İlk etapta ikinci dönem diikkate alınmalı gibi geliyor ise de,bu olayı kendi içinde etraflıca değerlendirdiğimizde bende sn.Keremcem bey gibi düşünüyorum.
 
Burada ilk çıkış şekli de önem arz etmektedir.

Şöyle ki;

İŞVERENİN kıdem tazminatı ödeyerek hizmet sözleşmesini feshetmesi ve işçiyi hemen ertesi gün tekrar işe alması durumunda iyiniyetli bir davranıştan bahsedilemeyeceği açık olup, işverenin daha az kıdem tazminatı ödemeye yönelik bir davranışı olduğunda ikinci hizmet döneminin sona ermesinde kıdem tazminatı hesaplanırken her iki dönem birleştirilmesi münkündür

İŞÇİ kendi isteğiyle, işverenin hizmet sözleşmesini md.13’e göre feshederek kendisine kıdem tazminatı ödenmesini istediği ve işveren de bu talebi kabul ettiği takdirde işverenin daha az kıdem tazminatı ödemek amacıyla hareket ettiği söylenemez. Bu nedenle böyle bir durumda, işçi işyerinden ayrıldıktan sonra tekrar aynı işverene ait bir işyerine girip oradan da kıdem tazminatı almasını gerektirecek bir durum neticesinde ayrılırsa hizmet süreleri birleştirilmeyecektir .

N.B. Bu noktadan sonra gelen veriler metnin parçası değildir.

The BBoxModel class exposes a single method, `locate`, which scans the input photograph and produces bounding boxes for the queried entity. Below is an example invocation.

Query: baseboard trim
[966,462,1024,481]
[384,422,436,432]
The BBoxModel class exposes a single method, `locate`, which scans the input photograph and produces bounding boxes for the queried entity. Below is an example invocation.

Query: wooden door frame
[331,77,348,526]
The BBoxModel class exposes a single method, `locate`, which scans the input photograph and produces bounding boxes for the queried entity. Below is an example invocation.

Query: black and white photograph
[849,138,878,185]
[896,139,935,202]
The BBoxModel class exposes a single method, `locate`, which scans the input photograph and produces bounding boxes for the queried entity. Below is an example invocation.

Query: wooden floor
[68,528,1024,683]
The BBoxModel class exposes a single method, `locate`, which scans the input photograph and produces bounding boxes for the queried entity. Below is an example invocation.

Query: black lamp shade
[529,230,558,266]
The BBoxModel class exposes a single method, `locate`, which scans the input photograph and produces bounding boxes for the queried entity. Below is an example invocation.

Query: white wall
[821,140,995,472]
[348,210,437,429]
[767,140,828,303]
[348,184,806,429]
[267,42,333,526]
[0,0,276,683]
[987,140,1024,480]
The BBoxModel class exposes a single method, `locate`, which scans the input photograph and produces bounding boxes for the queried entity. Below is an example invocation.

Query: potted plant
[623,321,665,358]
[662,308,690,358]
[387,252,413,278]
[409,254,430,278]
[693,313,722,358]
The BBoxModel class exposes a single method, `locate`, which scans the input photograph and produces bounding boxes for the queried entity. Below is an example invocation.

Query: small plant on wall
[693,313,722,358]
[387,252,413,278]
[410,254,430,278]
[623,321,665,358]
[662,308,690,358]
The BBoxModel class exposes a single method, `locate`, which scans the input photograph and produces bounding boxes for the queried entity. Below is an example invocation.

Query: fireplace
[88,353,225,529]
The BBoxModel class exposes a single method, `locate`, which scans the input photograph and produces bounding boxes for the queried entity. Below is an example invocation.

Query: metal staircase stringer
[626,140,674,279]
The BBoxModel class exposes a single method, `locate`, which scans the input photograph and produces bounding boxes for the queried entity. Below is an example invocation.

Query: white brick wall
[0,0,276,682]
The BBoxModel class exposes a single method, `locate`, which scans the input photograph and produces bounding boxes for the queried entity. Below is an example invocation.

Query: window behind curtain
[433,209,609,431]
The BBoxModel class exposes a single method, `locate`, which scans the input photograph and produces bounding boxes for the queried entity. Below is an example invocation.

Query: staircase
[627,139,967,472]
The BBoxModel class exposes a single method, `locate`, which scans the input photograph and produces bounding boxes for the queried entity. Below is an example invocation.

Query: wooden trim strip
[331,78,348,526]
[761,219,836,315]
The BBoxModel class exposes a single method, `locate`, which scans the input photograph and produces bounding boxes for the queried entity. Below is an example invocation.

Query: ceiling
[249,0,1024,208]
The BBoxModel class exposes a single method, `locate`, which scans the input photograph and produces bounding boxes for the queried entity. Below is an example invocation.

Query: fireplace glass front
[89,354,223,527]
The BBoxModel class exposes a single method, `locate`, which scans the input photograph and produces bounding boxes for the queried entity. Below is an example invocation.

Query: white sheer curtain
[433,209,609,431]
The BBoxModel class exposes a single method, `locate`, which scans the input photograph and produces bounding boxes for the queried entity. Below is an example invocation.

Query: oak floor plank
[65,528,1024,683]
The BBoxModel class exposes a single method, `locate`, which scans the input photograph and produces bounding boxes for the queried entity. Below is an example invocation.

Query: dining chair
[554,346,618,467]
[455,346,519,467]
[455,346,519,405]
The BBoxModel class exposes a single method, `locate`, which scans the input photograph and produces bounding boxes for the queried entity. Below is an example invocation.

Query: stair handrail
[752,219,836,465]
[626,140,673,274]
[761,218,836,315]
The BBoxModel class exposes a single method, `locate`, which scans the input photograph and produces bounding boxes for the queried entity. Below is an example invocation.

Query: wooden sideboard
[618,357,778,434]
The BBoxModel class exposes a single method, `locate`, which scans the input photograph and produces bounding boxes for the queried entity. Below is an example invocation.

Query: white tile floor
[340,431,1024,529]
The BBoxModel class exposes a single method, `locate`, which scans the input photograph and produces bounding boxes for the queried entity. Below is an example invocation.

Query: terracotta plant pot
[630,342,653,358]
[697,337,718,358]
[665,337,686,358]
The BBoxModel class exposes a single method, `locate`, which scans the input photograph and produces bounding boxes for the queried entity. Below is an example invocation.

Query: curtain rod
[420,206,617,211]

“Davacı 1968 yılından 15.10.1988 tarihine kadar davalının işyerinde hukuk müşaviri olarak çalıştıktan sonra işverene verdiği dilekçe ile ev aldığını, borçlandığını, paraya ihtiyacı olduğunu belirterek hizmet sözleşmesinin kıdem tazminatı ödenmek suretiyle feshedilmesini istediğini bildirmiş, bu istek davalı A.Ş. Yönetim Kurulunca kabul edilerek hizmet sözleşmesinin feshine ve kıdem tazminatının ödenmesine karar verilmiştir. Böylece, anılan süreye ait hizmet sözleşmesi, tarafların serbest iradeleri ile sona erdirilmiştir. Bu durumda davalı işverenin kıdem tazminatını davacıya az ödemek amacıyla hareket ettiğini söylemek mümkün değildir. Böyle olunca sözkonusu hizmet süresi davacının aynı işyerinde sonraki çalışması ile birleştirilemez (Yargıtay HGK., 01.02.1989, E.89/9-
 
Burada ilk çıkış şekli de önem arz etmektedir.

Şöyle ki;

A-İŞVERENİN kıdem tazminatı ödeyerek hizmet sözleşmesini feshetmesi ve işçiyi hemen ertesi gün tekrar işe alması durumunda iyiniyetli bir davranıştan bahsedilemeyeceği açık olup, işverenin daha az kıdem tazminatı ödemeye yönelik bir davranışı olduğunda ikinci hizmet döneminin sona ermesinde kıdem tazminatı hesaplanırken her iki dönem birleştirilmesi münkündür

B-İŞÇİ kendi isteğiyle, işverenin hizmet sözleşmesini md.13’e göre feshederek kendisine kıdem tazminatı ödenmesini istediği ve işveren de bu talebi kabul ettiği takdirde işverenin daha az kıdem tazminatı ödemek amacıyla hareket ettiği söylenemez. Bu nedenle böyle bir durumda, işçi işyerinden ayrıldıktan sonra tekrar aynı işverene ait bir işyerine girip oradan da kıdem tazminatı almasını gerektirecek bir durum neticesinde ayrılırsa hizmet süreleri birleştirilmeyecektir .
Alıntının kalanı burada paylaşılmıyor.